A ideia corrente que circula pela maior parte da historiografia e do imaginário coletivo português ainda é a de que, a partir da segunda metade do século XVI, o Império luso começou a entrar numa espiral depressiva, degenerando rapidamente num declínio irrecuperável. Em muitas Histórias de Portugal é frequente encontrar este tipo de narrativa, que reivindica que uma concorrência estrangeira teve a maior facilidade em deitar abaixo o monopólio comercial português. A ideia central radica numa suposta evolução descendente que teria o seu ponto culminante em Alcácer Quibir, o corolário da desgraça que se abatia sobre Portugal desde há décadas.
Na verdade, isto trata-se de um problema das fontes que enganam o historiador e não lhe dão uma visão factual e objetiva do que era a realidade. Durante o reinado de D. João III (1521-1557) a área controlada pela Coroa portuguesa não parou nunca de se expandir num processo extraordinariamente dinâmico, fruto tanto da sua ação militar direta como de mercadores e missionários que agiam por contra própria.
No Brasil, D. João III criou um novo sistema administrativo, o governo geral, que substituiu o ineficaz paradigma das capitanias-donatarias, inaugurando uma ocupação efetiva dos vastos territórios sul-americanos que seriam, anos mais tarde, sustentáculo económico vital da Restauração. Ao mesmo tempo, os Portugueses continuavam a dominar num regime de hegemonia clara o comércio do Índico, acrescentado ao facto das relações com a China e o Japão terem começado a ser também proveitosas do ponto de vista comercial. Ao mesmo tempo que a hegemonia marítima se mantinha, o paradigma da territorialidade começava também a ganhar expressão. Esta situação manteve-se praticamente inalterada durante o reinado de D. Sebatião. Ou seja, quando o jovem Rei morreu, nunca o Império estivera tão vasto e rentável. A realidade factual desmente por completo a acusação que muitos nobres deixaram por escrito: a de que o Império estava em decadência. De onde provinha então este sentimento?

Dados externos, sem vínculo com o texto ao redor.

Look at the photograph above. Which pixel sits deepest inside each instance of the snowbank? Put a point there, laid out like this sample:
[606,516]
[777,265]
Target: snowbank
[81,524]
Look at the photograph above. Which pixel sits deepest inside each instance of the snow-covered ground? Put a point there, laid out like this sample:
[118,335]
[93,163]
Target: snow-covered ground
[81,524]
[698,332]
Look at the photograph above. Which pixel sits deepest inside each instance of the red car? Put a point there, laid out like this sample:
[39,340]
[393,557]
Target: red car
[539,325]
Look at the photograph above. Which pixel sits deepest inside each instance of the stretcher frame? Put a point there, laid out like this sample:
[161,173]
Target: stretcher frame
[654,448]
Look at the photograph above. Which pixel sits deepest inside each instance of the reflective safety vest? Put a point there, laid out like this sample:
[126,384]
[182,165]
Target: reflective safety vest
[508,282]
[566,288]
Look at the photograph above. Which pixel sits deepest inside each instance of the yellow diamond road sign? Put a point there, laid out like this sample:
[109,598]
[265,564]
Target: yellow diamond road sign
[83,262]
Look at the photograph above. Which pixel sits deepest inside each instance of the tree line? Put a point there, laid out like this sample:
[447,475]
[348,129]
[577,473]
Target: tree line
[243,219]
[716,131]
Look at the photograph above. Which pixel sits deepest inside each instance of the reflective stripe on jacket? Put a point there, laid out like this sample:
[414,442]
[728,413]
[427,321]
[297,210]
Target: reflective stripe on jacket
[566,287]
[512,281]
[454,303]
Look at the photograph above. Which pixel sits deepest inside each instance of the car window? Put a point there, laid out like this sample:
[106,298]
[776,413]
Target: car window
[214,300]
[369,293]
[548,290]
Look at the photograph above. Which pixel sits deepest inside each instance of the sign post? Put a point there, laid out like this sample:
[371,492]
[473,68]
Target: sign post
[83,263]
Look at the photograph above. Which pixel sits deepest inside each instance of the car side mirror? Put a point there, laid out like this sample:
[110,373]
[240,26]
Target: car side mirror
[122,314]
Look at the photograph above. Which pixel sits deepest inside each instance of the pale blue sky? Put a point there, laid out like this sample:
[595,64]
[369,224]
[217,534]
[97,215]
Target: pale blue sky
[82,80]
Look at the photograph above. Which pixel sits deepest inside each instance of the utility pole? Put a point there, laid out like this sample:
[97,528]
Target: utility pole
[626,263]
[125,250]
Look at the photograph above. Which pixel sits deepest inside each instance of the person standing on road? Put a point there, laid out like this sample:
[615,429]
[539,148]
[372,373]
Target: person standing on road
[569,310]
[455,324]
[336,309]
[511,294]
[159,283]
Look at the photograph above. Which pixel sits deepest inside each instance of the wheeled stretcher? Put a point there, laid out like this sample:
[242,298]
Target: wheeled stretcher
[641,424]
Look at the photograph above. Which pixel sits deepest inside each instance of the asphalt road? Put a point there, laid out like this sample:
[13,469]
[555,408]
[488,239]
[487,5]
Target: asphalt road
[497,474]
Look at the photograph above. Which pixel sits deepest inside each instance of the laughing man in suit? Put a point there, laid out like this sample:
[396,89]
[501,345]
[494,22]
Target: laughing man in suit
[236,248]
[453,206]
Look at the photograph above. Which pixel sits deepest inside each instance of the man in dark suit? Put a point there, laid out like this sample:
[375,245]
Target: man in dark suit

A política de D. João III havia privilegiado a rentabilidade económica do Império em detrimento da expansão e conquista militar. Ora, a nobreza, criada num ideal de cavalaria que a enchia de ímpetos guerreiros, viu isto com muitos maus olhos. Para este grupo social, a expansão portuguesa deveria corresponder à luta contra o infiel, à glória militar e à demonstração de bravura heroica no campo de batalha, e não a mero comércio lucrativo, que a nobreza desprezava liminarmente. O abandono das praças portuguesas em Marrocos, que eram economicamente insustentáveis e militarmente indefensáveis, foi muito mal recebida entre os fidalgos, que viram o Rei como um cobarde por permitir os sarracenos ficarem com as praças que os seus antepassados haviam conquistado com sangue. Assim, criticaram com virulência a política imperial joanina, sentindo uma “decadência” por o seu ideal de cavalaria não estar a ser satisfeito, quando na realidade o Império estava no seu auge como entidade orgânica e pluricontinental.
É daqui que vem o mito totalmente falso da decadência do Império na segunda metade do século XVI. A ênfase geralmente posta nos naufrágios e nos custos de manutenção do Estado da Índia são absurdos, já que mais de 90% das viagens da Rota do Cabo decorriam sem sobressaltos, e o lucro dos produtos comerciados era mais do que suficiente para cobrir os custos com o Estado da Índia. O Império Português da segunda metade do século era um Império pujante, de boa saúde e dinâmico, tendo-se expandindo quase ininterruptamente desde os tempos de D. Manuel I. Que se acabe com o mito erróneo.